The non-commissioned officer was Franciszek Gajowniczek. When the sentence of doom had been pronounced, Gajowniczek had cried out in despair, "Oh, my poor wife, my poor children. I shall never see them again." It was then that the unexpected had happened, and that from among the ranks of the prisoners, number 16670 had stepped forward and offered himself in the other man's place, saying that he was old, that he was a priest. For some reason, the astounded kommandant accepted the offer. Then Kolbe and the nine other condemned men were led off to the dreaded Bunker, to the airless underground cells were men died slowly without food or water.

Gajowniczek later recalled:
I could only thank him with my eyes.
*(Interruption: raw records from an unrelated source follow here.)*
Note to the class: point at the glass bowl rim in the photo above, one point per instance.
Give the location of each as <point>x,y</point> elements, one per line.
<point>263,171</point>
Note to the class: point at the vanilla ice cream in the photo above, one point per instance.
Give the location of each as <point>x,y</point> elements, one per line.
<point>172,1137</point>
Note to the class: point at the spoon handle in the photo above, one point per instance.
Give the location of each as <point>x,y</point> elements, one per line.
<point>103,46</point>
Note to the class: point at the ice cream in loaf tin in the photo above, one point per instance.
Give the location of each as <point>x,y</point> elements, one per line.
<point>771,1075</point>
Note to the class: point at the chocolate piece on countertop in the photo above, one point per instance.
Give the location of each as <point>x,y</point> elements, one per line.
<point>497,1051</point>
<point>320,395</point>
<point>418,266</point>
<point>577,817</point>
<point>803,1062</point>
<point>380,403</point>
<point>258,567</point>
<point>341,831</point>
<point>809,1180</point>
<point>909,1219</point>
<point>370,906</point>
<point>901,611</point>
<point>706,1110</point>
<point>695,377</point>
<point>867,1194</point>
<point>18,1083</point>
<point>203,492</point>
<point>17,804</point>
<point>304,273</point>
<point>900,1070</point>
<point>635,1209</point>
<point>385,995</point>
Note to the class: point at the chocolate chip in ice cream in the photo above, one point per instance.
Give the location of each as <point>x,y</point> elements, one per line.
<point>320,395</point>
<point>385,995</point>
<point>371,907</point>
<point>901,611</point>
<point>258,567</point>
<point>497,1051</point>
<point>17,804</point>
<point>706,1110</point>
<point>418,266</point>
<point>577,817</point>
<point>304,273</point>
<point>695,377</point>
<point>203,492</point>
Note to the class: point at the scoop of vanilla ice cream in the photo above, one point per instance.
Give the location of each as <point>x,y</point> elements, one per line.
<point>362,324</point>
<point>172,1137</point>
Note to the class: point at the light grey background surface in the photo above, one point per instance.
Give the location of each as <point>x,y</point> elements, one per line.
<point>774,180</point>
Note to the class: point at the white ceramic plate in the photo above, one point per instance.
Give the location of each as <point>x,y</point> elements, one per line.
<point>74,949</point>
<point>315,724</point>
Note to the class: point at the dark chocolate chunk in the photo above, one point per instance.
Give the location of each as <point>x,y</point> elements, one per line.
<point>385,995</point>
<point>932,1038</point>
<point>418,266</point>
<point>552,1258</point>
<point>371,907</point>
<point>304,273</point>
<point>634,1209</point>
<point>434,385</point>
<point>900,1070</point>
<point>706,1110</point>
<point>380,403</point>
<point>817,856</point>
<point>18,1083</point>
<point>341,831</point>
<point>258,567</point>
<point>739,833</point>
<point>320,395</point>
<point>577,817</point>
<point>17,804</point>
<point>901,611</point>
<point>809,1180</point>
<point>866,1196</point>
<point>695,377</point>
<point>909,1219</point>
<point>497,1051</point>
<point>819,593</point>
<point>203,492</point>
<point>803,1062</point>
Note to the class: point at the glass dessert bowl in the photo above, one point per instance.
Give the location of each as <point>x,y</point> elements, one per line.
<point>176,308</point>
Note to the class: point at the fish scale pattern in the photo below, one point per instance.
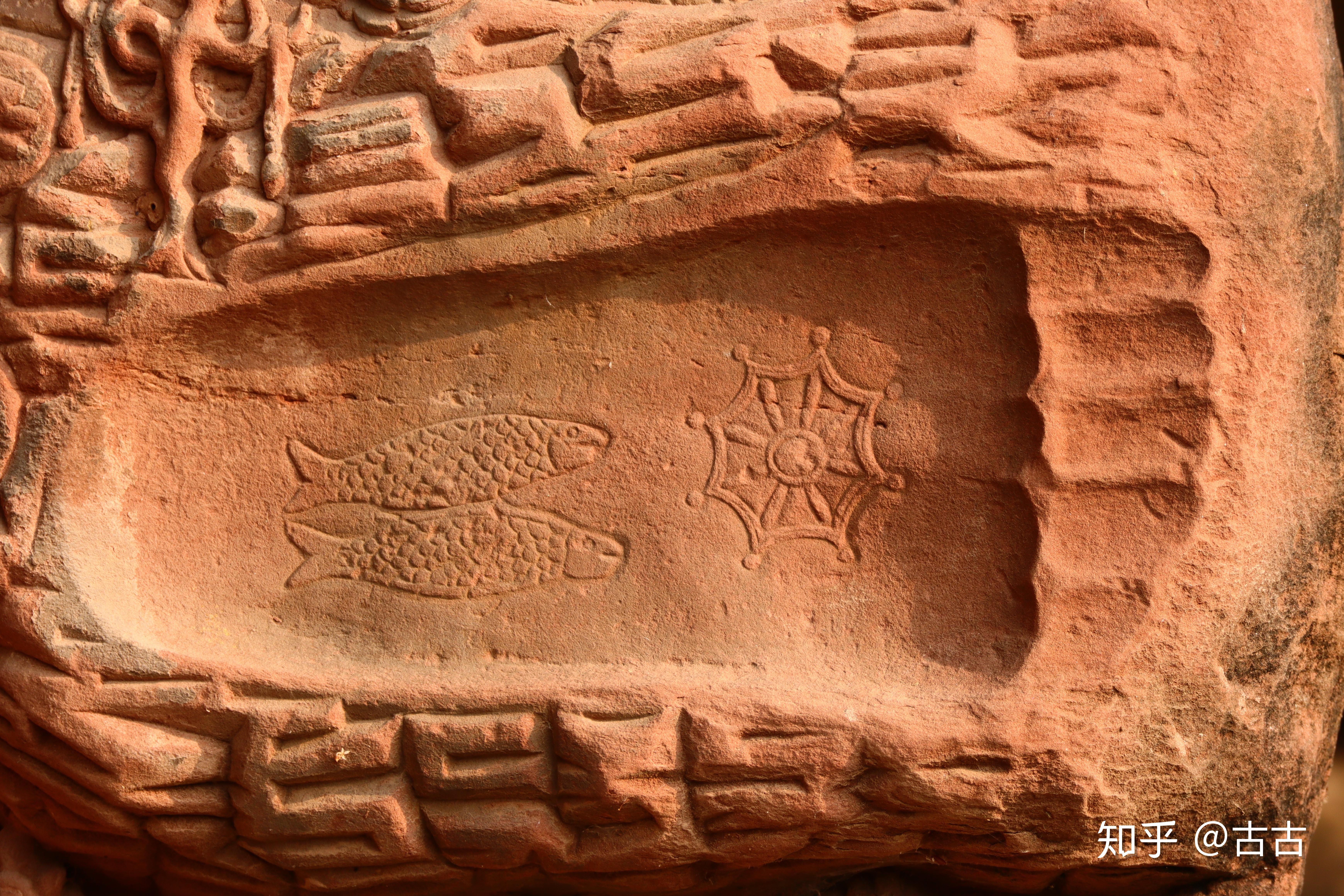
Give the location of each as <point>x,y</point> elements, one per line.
<point>452,464</point>
<point>462,551</point>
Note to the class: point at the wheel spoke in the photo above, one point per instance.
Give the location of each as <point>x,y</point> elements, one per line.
<point>771,401</point>
<point>819,504</point>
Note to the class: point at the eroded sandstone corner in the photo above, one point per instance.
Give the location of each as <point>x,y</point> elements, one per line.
<point>523,447</point>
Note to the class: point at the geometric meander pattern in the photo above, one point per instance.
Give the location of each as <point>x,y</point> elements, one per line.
<point>265,793</point>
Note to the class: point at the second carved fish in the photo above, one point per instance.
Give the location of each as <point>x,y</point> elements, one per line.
<point>483,550</point>
<point>451,464</point>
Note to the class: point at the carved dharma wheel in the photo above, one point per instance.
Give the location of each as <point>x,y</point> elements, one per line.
<point>596,448</point>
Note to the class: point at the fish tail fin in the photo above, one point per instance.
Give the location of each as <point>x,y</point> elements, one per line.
<point>312,468</point>
<point>323,561</point>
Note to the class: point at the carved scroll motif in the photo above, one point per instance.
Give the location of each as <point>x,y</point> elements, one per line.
<point>175,93</point>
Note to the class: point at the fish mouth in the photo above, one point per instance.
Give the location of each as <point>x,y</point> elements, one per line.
<point>591,555</point>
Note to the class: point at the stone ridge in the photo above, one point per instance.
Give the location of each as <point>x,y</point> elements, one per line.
<point>195,782</point>
<point>494,115</point>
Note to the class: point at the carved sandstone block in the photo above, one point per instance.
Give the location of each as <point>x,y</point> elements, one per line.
<point>518,447</point>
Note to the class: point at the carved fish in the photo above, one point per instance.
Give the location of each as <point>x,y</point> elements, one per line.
<point>451,464</point>
<point>476,551</point>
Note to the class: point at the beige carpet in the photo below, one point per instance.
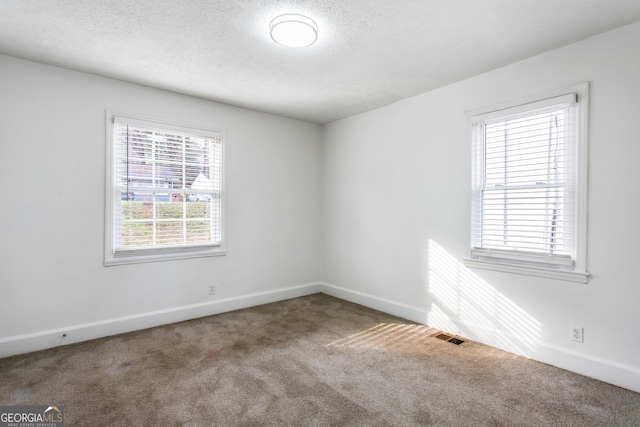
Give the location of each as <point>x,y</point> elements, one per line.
<point>312,361</point>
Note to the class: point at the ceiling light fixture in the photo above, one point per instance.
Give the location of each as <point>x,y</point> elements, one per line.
<point>293,30</point>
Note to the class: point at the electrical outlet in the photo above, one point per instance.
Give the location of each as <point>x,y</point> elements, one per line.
<point>577,334</point>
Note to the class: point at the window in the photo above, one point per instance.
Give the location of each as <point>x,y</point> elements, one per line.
<point>164,191</point>
<point>529,186</point>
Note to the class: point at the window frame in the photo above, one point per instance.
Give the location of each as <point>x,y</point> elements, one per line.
<point>577,272</point>
<point>154,254</point>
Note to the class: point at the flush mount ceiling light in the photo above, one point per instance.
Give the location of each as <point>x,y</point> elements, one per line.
<point>293,30</point>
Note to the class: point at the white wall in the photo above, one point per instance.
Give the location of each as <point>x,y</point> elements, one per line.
<point>397,199</point>
<point>52,145</point>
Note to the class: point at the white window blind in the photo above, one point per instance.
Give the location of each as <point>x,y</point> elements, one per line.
<point>525,184</point>
<point>166,189</point>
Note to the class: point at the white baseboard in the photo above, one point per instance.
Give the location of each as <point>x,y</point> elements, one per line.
<point>27,343</point>
<point>608,371</point>
<point>612,372</point>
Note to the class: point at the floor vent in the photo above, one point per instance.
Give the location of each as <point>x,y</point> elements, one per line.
<point>448,338</point>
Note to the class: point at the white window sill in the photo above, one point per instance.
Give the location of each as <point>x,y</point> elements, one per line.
<point>569,276</point>
<point>134,258</point>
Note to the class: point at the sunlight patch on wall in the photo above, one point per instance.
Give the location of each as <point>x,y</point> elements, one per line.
<point>465,304</point>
I was stunned and could hardly grasp what was going on. The immensity of it: I, the condemned, am to live and someone else willingly and voluntarily offers his life for me—a stranger. Is this some dream?

I was put back into my place without having had time to say anything to Maximilian Kolbe. I was saved. And I owe to him the fact that I could tell you all this. The news quickly spread all round the camp. It was the first and the last time that such an incident happened in the whole history of Auschwitz.

For a long time I felt remorse when I thought of Maximilian. By allowing myself to be saved, I had signed his death warrant. But now, on reflection, I understood that a man like him could not have done otherwise. Perhaps he thought that as a priest his place was beside the condemned men to help them keep hope. In fact he was with them to the last.
(When the prisoners remaining at Auschwitz were liberated by the Allies, Gajowniczek made his way back to his hometown, with the dream of seeing his family again. He found his wife but his two sons had been killed during the war.)


Bruno Borgowiec was an eyewitness of what followed, for he was an assistant to the janitor and an interpreter in the underground Bunkers. He tells us what happened:
In the cell of the poor wretches there were daily loud prayers and singing, in which prisoners from neighboring cells also joined. When no SS men were in the Block, I went to the Bunker to talk to the men and comfort them. Fervent prayers and songs resounded in all the corridors of the Bunker. I had the impression I was in a church. Fr Kolbe was leading and the prisoners responded in unison. They were often so deep in prayer that they did not even hear that inspecting SS men had descended to the Bunker; and the voices fell silent only at the loud yelling of their visitors.

...The ten condemned to death went through terrible days. The man in charge of emptying the buckets of urine always found them empty. Thirst drove the prisoners to drink the contents. Since they had grown very weak, prayers were now only whispered. At every inspection, when almost all the others were now lying on the floor, Fr Kolbe was seen kneeling or standing in the center as he looked cheerfully in the face of the SS men.

Father Kolbe never asked for anything and did not complain, rather he encouraged the others, saying that the fugitive might be found and then they would all be freed. One of the SS guards remarked: "This priest is really a great man. We have never seen anyone like him..."

Two weeks passed in this way. Meanwhile one after another they died, until only Fr Kolbe was left. This the authorities felt was too long; the cell was needed for new victims. So one day they brought in the head of the sickquarters, a German, a common criminal named Bock, who gave Fr Kolbe an injection of carbolic acid in the vein of his left arm. Fr Kolbe, with a prayer on his lips, himself gave his arm to the executioner. Unable to watch this I left under the pretext of work to be done. Immediately after the SS men with the executioner had left I returned to the cell, where I found Fr Kolbe leaning in a sitting position against the back wall with his eyes open and his head dropping sideways. His face was calm and radiant.